Beneath the tarmac is often the original layer of setts or cobbles. Leaving this intact provides the fine load spreading function of a setted street. If laid properly each sett settles a small amount relative to its neighbour, and the street does not pothole or form deep sunken areas. When a utility company contractor digs down they destroy this load spreading mattress and instead of re-laying it (too expensive in the short term mentality) they dump in granular fill (Type 1).
Having destroyed the puddle clay or cold tar 'seal' that most quality setted streets are laid on the granular fill, usually dumped in without any filter membrane or geotextile reinforcement, can migrate down and outwards in to the soil of the sub grade, with ground water flows (or water introduced by the tar band seal of the repair failing) the fine material is lubricated and pumps with traffic loadings and moves away even more rapidly as a slurry, creating voids and causing progressive and continuous collapse, and never-ending revisits to top up the tar without actually fixing the problem.
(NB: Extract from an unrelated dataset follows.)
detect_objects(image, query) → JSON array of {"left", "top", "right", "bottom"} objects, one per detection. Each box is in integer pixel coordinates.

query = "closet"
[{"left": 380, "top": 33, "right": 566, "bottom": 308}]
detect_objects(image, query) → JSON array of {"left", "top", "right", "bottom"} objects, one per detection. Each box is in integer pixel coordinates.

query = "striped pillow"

Other incompetence includes relaying Cockburn Street with the wrong sort of setts in too loose a bond (the old surface was smooth top setts laid with a high quality of tight joints and a joy to ride down at speed, as I did daily when commuting by train to Glasgow, and the rapidly re-done cross-roads of High Street and Bridges where the new bond was laid parallel to the bridges and rapidly fell apart before the original and proper 45 degrees pattern was restored.